Onsager's conjecture and anomalous dissipation on domains with boundary

TL;DR

This paper establishes localized regularity conditions for energy conservation in Euler solutions with boundary, and shows vanishing viscous dissipation in the inviscid limit for Navier-Stokes solutions under boundary layer assumptions.

Contribution

It introduces new boundary regularity criteria ensuring energy conservation and vanishing dissipation in the inviscid limit, extending Onsager's conjecture to bounded domains.

Findings

Energy conservation holds under Besov regularity and boundary conditions.

Viscous dissipation vanishes in the inviscid limit with boundary layer assumptions.

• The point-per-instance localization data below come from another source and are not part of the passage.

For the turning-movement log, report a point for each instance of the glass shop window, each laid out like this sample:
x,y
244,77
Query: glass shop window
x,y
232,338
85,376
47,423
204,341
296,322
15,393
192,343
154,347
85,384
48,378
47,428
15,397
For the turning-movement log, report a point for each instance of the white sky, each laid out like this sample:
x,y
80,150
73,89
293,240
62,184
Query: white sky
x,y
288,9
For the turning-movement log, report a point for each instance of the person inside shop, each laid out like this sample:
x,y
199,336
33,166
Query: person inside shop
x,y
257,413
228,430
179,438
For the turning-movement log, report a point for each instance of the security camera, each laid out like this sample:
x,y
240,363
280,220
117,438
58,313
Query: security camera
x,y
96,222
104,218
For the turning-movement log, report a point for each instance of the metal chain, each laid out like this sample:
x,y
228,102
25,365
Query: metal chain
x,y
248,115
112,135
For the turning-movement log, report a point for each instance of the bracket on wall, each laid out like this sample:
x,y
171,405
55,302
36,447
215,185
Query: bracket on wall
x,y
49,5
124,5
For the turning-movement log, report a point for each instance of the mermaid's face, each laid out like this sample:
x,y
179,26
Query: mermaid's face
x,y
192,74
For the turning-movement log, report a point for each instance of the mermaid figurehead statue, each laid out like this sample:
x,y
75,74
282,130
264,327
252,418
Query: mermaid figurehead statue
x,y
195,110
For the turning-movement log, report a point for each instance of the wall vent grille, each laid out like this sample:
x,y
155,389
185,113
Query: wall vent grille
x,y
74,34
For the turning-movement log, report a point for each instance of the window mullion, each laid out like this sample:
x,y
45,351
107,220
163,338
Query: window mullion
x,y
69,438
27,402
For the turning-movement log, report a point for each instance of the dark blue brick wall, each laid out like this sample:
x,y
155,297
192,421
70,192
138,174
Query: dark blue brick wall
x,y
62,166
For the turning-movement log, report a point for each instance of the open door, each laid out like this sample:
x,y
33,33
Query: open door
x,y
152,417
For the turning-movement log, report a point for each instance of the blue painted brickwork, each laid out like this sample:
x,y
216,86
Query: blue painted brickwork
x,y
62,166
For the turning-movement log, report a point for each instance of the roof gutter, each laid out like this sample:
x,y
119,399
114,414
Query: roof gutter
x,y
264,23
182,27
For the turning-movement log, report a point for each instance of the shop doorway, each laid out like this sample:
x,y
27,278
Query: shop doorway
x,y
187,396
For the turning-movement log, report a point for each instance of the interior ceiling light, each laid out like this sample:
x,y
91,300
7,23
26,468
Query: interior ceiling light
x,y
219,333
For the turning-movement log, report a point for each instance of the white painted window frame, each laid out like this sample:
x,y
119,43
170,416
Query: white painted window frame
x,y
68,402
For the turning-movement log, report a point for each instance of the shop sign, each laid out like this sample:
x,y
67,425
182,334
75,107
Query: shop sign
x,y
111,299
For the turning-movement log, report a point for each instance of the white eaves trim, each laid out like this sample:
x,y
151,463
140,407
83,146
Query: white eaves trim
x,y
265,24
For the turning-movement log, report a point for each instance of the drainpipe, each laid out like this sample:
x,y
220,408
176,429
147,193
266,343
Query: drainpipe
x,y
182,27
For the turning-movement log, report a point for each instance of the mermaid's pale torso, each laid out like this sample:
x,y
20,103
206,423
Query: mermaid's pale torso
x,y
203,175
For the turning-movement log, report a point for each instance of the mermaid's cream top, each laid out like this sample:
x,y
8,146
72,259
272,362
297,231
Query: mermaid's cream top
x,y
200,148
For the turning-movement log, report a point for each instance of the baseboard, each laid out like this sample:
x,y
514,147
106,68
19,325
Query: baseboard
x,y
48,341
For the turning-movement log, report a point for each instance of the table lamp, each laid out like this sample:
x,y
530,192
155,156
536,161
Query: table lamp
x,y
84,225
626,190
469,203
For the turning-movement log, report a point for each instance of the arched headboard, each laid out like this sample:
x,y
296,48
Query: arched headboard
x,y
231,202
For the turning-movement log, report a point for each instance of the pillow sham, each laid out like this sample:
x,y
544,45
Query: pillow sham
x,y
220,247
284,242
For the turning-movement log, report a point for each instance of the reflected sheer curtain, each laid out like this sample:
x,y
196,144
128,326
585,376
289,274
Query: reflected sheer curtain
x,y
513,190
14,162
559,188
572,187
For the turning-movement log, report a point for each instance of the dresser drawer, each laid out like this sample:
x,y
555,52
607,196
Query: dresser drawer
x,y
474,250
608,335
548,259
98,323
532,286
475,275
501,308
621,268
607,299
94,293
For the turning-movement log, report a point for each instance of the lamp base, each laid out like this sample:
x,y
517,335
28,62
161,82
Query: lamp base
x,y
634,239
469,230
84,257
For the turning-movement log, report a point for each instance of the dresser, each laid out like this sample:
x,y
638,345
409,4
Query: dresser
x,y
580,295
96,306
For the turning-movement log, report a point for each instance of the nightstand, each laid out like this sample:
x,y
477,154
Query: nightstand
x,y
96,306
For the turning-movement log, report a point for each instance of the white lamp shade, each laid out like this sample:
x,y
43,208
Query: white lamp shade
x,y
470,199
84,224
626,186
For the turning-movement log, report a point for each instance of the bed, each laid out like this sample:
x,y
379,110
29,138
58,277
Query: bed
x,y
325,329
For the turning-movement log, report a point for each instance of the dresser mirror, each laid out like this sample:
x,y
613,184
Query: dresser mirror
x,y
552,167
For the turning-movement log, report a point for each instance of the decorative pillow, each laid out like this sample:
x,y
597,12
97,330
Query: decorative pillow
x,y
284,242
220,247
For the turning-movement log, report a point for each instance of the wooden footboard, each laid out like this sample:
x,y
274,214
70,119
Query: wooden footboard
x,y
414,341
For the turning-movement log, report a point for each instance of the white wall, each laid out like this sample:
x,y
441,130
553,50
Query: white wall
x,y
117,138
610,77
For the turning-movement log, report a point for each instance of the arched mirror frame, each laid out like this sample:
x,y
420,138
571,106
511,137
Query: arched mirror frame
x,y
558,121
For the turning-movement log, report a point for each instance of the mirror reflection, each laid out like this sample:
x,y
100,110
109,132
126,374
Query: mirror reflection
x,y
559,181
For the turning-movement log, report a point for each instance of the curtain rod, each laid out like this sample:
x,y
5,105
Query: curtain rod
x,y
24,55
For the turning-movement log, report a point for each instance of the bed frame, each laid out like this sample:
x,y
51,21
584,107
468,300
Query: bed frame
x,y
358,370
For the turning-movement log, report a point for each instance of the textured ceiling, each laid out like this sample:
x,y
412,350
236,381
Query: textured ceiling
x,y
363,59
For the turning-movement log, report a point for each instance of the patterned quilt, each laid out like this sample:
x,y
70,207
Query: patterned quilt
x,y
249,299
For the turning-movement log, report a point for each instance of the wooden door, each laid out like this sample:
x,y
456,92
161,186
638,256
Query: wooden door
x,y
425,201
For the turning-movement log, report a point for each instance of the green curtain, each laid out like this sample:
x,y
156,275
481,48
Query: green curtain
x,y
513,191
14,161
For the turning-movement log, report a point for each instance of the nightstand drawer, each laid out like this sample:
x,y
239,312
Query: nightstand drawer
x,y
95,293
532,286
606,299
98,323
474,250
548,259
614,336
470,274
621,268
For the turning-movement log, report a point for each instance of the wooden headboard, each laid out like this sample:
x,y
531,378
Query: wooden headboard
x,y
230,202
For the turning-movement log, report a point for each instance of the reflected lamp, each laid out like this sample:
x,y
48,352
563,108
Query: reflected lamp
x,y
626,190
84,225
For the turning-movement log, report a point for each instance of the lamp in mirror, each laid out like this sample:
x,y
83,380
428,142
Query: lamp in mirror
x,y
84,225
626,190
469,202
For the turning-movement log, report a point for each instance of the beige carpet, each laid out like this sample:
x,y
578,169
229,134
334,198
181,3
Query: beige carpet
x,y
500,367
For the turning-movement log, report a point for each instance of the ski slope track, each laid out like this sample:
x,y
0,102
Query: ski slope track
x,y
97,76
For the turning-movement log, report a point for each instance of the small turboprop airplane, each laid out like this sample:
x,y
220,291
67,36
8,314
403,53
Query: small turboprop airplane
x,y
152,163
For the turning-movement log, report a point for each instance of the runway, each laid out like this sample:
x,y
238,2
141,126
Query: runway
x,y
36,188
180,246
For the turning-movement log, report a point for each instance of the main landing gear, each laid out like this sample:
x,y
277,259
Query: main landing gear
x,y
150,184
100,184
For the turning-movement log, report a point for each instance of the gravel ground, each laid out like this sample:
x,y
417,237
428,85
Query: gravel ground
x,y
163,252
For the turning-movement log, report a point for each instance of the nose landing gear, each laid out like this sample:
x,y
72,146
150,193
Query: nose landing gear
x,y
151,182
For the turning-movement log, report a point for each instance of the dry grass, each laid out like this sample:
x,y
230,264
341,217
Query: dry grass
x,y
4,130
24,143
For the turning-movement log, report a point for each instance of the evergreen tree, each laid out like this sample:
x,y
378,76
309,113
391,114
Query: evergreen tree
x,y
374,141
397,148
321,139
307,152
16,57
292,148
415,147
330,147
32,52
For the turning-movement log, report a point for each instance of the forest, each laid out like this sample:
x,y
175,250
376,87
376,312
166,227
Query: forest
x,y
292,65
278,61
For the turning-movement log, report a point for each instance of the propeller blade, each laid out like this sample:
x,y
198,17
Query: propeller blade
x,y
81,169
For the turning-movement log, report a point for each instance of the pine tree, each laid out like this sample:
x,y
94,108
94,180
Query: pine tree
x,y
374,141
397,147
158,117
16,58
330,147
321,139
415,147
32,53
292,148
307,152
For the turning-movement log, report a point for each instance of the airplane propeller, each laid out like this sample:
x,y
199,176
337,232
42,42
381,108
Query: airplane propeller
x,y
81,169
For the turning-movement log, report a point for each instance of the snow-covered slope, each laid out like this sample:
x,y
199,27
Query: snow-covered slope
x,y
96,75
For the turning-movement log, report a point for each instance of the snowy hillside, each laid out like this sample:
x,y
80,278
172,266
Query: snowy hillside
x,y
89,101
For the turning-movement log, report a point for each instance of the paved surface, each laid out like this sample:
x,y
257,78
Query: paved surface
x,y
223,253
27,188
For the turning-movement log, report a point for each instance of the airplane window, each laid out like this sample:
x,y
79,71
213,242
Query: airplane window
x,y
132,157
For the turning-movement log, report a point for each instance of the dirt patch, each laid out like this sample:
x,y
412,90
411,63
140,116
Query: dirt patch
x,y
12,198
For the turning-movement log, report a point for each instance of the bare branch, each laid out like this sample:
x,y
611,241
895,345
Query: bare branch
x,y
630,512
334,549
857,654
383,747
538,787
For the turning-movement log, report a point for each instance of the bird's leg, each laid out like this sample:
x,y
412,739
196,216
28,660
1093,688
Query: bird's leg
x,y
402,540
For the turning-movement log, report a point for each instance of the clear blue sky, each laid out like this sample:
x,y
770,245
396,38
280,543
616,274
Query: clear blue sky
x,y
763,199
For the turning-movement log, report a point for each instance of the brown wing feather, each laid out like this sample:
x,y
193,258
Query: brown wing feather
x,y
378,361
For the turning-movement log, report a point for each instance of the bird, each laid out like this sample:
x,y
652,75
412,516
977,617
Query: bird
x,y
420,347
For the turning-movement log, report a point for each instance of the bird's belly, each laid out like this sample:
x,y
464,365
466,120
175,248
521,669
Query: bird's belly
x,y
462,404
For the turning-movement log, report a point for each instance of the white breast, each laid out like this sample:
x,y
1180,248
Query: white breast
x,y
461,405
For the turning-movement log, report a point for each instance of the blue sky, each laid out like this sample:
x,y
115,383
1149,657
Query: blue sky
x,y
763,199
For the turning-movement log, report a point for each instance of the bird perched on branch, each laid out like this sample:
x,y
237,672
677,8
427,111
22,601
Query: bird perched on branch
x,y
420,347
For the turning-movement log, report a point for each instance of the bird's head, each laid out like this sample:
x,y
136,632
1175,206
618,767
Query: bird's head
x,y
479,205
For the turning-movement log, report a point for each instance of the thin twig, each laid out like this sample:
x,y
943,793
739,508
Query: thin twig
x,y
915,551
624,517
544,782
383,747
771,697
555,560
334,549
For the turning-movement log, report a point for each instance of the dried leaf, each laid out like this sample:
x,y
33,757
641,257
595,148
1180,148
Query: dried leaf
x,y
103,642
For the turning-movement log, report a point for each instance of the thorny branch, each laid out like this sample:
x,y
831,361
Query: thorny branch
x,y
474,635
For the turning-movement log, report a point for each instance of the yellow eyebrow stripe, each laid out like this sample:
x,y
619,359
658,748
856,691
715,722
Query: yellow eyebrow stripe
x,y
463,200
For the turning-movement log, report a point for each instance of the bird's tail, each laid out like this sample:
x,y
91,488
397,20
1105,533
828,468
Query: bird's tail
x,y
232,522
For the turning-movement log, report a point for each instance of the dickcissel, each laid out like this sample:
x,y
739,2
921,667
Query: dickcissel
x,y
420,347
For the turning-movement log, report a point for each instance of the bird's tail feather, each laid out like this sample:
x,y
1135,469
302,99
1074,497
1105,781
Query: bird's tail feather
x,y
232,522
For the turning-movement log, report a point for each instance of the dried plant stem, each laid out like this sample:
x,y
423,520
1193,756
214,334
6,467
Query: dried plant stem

Strong convergence to Euler solutions is achieved under the proposed conditions.

Abstract

We give a localized regularity condition for energy conservation of weak solutions of the Euler equations on a domain $\Omega\subset \mathbb{R}^d$, $d\ge 2$, with boundary. In the bulk of fluid, we assume Besov regularity of the velocity $u\in L^3(0,T;B_{3}^{1/3, c_0})$. On an arbitrary thin neighborhood of the boundary, we assume boundedness of velocity and pressure and, at the boundary, we assume continuity of wall-normal velocity. We also prove two theorems which establish that the global viscous dissipation vanishes in the inviscid limit for Leray--Hopf solutions $u^\nu$ of the Navier-Stokes equations under the similar assumptions, but holding uniformly in a thin boundary layer of width $O(\nu^{\min\{1,\frac{1}{2(1-\sigma)}\}})$ when $u\in L^3(0, T; B_3^{\sigma, c_0})$ in the interior for any $\sigma\in [1/3,1]$. The first theorem assumes continuity of the velocity in the boundary layer whereas the second assumes a condition on the vanishing of energy dissipation within the layer. In both cases, strong $L^3_tL^3_{x,loc}$ convergence holds to a weak solution of the Euler equations. Finally, if a strong Euler solution exists in the background, we show that equicontinuity at the boundary within a $O(\nu)$ strip alone suffices to conclude the absence of anomalous dissipation.